- Stročja Vas Location in Slovenia
- Coordinates: 46°30′32.88″N 16°13′33.43″E﻿ / ﻿46.5091333°N 16.2259528°E
- Country: Slovenia
- Traditional region: Styria
- Statistical region: Mura
- Municipality: Ljutomer

Area
- • Total: 2.42 km^{2} (0.93 sq mi)
- Elevation: 190.6 m (625.3 ft)

Population (2002)
- • Total: 490

= Stročja Vas =

Stročja Vas (/sl/; Stročja vas, in older sources also Stročja Ves, Schützendorf) is a village in the Municipality of Ljutomer in northeastern Slovenia.
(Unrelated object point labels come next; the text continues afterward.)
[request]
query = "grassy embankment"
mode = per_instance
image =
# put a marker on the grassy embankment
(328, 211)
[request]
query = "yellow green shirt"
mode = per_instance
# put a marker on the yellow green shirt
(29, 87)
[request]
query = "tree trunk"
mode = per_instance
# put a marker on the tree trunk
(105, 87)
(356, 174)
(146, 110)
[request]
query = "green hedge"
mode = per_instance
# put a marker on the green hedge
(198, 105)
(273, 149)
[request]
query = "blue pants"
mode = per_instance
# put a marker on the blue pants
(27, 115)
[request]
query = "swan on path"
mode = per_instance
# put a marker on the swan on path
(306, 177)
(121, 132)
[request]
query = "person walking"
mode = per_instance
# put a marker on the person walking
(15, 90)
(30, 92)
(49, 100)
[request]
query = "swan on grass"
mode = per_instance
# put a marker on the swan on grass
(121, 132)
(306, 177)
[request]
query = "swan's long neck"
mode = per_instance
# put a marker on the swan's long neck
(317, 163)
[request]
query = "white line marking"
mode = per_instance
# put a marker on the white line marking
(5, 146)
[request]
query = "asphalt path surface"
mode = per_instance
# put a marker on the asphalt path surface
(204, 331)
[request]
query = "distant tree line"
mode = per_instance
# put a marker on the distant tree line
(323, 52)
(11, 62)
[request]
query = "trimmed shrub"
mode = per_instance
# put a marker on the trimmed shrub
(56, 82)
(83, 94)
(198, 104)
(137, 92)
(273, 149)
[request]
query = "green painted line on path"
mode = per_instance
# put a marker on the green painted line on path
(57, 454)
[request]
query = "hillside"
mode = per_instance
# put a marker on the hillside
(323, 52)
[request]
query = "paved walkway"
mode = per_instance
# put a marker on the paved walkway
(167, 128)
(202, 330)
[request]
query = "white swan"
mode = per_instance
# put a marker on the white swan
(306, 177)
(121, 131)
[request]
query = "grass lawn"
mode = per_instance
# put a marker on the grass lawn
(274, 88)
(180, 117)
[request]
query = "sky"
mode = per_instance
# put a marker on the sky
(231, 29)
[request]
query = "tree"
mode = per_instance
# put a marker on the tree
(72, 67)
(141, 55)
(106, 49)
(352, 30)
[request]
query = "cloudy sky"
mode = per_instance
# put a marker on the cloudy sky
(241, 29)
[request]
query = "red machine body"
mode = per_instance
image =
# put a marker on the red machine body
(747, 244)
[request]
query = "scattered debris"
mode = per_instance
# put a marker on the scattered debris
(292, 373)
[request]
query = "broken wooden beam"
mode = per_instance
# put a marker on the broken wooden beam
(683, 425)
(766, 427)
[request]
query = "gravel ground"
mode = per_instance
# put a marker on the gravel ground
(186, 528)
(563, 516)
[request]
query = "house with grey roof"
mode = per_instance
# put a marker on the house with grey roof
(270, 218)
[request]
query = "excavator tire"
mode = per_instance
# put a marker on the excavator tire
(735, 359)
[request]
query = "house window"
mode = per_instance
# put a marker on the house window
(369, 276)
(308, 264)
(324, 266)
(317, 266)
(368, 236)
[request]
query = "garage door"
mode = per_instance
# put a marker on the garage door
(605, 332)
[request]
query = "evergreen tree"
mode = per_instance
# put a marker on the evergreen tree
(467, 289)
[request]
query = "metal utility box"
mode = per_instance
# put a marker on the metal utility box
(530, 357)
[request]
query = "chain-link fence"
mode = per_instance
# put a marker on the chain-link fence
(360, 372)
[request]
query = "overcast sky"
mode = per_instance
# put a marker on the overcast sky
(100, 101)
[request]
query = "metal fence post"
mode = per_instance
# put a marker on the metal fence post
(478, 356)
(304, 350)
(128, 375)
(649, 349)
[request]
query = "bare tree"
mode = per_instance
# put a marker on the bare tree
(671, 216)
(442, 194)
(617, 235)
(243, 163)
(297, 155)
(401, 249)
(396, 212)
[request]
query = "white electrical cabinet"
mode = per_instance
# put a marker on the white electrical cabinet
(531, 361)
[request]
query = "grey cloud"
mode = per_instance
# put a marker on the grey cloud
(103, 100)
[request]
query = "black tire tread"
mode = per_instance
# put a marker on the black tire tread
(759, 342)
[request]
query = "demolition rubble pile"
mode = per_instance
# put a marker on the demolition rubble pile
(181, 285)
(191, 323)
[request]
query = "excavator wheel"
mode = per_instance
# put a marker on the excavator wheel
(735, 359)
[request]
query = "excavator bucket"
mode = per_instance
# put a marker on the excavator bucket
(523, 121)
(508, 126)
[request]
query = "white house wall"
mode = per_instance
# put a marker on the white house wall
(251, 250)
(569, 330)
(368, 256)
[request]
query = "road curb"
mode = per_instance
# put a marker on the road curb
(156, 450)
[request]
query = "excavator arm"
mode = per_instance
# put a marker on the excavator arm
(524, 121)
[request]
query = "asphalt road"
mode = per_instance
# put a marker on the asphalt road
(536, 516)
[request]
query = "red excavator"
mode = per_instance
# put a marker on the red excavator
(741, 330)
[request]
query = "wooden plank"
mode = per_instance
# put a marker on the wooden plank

The area is part of the traditional region of Styria and is now included in the Mura Statistical Region.

==Name==
Stročja Vas was attested in written sources in 1438 and 1443 as Schuetzendorf (and also as Schüczendorff in 1443 and as Schuczendorf in 1468). The Slovene name is derived from the adjective *strelьčьja (via *streočja), thus originally meaning 'shooter's village'. This is confirmed by the medieval German transcriptions, which are a compound of Middle High German schütze 'shooter' + dorf 'village'. In the past the German name was Schützendorf.

==Chapel==
The local chapel in the centre of the settlement was built in the Neo-Gothic style in 1866 on the foundations of an older plague column. It was renovated in 1999.